Back to basics for Vodafone, as the carrier continues apace with its sell-off of non-controlled assets. Today it has agreed to sell off a $5…

Back to basics for Vodafone, as the carrier continues apace with its sell-off of non-controlled assets. Today it has agreed to sell off a $5 billion stake in Softbank back to the Japanese operator, as it sharpens its focus on operators in Europe, Africa and India where it has majority shareholdings. In today’s interim results and strategy update, Vodafone (NYSE: VOD) also said that better-than-expected sales means it will raise its full-year profit guidance for the year to the end of March to £11.8 billion to £12.2 billion ($19 billion-$19.7 billion), compared to a previous estimate of £11.2 billion to £12 billion.

Vodafone will use the proceeds of the sale of its Softbank stake – originally received as part of its sale of Vodafone Japan to Softbank in 2006 – to pay down some of its debt. Other recent sales of minority assets have included a 3.2 percent stake in China Mobile, offloaded in September for $5 billion (before taxes).

That month, the operator had regrouped its minority shareholdings into one division: others that may also get offloaded include a 24.4 stake in Polkomtel of Poland and 44 percent stake French operator SFR (where Vivendi currently has a 55 percent share). However, it’s worth noting that the French operation is one of Vodafone’s biggest in Europe and Vodafone has been tenacious in the past in holding on to it and trying to increase its shareholding over Vivendi (EPA: VIV). Vodafone said that the sale of the China Mobile share contributed to its highest ever earnings per share, of 14.31 pence ($0.23).

Vodafone for now will continue to hold on to its 45 percent shareholding in Verizon Wireless, although the operator has not paid a divided since 2006.

Mobile data services. In a quarter that has seen the departure of company’s head of Internet services Pieter Knook, and a transition of its ambitious 360 social media product from a costly own-brand device strategy, to a more modest software service, the company continues with its focus on trying to make mobile data pay off greater returns.

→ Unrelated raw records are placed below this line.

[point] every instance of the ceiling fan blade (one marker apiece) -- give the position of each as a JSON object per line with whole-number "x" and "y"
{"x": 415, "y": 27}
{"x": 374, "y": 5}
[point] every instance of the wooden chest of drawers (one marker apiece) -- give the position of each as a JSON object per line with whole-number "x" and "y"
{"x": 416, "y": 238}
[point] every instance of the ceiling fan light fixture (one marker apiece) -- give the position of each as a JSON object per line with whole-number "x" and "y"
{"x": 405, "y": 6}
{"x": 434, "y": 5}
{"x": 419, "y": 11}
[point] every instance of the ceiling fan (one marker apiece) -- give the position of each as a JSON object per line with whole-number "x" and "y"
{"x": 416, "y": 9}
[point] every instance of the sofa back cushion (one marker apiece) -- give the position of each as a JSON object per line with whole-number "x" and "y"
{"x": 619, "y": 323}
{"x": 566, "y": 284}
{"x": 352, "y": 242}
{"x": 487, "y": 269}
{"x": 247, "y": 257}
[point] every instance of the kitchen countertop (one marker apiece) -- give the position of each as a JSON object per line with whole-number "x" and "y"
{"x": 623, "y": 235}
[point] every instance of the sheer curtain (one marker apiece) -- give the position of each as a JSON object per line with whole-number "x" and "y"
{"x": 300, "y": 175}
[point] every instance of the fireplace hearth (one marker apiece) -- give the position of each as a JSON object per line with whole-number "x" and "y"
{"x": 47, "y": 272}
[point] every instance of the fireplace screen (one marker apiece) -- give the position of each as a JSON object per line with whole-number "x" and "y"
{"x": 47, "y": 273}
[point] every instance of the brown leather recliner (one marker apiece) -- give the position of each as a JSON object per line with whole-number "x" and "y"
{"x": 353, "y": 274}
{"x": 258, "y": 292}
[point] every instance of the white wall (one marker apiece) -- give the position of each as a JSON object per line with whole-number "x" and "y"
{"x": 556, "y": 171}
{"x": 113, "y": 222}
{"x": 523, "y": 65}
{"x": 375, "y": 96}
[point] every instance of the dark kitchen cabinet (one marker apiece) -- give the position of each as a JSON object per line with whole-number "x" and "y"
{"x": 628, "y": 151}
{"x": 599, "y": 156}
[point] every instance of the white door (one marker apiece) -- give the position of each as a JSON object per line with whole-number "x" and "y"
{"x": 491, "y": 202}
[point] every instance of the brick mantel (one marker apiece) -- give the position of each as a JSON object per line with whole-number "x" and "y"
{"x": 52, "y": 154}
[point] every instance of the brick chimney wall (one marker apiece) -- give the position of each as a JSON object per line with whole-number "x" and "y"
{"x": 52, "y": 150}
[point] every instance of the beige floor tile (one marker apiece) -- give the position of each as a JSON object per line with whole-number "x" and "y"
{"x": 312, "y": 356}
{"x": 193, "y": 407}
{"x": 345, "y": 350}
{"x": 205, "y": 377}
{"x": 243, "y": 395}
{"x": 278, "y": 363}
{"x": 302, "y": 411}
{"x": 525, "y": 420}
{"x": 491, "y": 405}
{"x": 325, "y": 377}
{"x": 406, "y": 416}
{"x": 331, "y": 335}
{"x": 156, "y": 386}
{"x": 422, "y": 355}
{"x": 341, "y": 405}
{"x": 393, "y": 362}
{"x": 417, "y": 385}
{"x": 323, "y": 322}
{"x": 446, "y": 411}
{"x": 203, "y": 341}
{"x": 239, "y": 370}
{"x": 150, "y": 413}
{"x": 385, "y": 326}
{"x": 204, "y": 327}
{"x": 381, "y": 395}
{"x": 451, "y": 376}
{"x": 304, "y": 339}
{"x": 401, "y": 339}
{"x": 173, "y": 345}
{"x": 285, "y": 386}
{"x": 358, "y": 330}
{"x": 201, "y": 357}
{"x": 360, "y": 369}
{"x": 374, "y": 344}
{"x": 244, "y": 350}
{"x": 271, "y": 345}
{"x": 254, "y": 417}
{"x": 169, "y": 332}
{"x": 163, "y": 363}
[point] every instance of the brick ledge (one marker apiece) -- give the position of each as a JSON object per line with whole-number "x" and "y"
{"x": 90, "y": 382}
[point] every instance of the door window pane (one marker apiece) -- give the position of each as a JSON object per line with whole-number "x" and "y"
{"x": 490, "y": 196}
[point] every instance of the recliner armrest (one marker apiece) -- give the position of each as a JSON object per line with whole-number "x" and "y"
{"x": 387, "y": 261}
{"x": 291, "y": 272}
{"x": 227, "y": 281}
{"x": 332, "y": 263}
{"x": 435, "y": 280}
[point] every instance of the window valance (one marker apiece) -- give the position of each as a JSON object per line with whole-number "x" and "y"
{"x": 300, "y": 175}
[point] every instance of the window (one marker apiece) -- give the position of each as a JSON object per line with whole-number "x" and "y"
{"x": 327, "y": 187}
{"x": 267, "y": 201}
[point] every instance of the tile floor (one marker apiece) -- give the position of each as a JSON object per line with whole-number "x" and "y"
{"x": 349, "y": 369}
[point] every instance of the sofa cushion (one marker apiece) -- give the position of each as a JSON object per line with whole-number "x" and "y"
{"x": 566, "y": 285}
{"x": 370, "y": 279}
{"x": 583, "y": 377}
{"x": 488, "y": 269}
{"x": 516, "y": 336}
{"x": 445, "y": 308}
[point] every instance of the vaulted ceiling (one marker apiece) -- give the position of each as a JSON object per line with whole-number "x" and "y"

The company is continuing to roll out tiered pricing plans based on data usage, a strategy it started earlier this year in selected markets. For the first half of the year, Vodafone reported £2.4 billion ($3.9 billion) in data revenue versus £1.9 billion ($3 billion) a year ago. Messaging revenue is also growing, but at a much smaller pace, £2.5 billion ($4 billion) compared to £2.3 billion ($3.7 billion) the year before.

Total revenues for the first half of the year were £22.6 billion ($36.4 billion), compared to £21.8 billion ($35 billion) a year ago.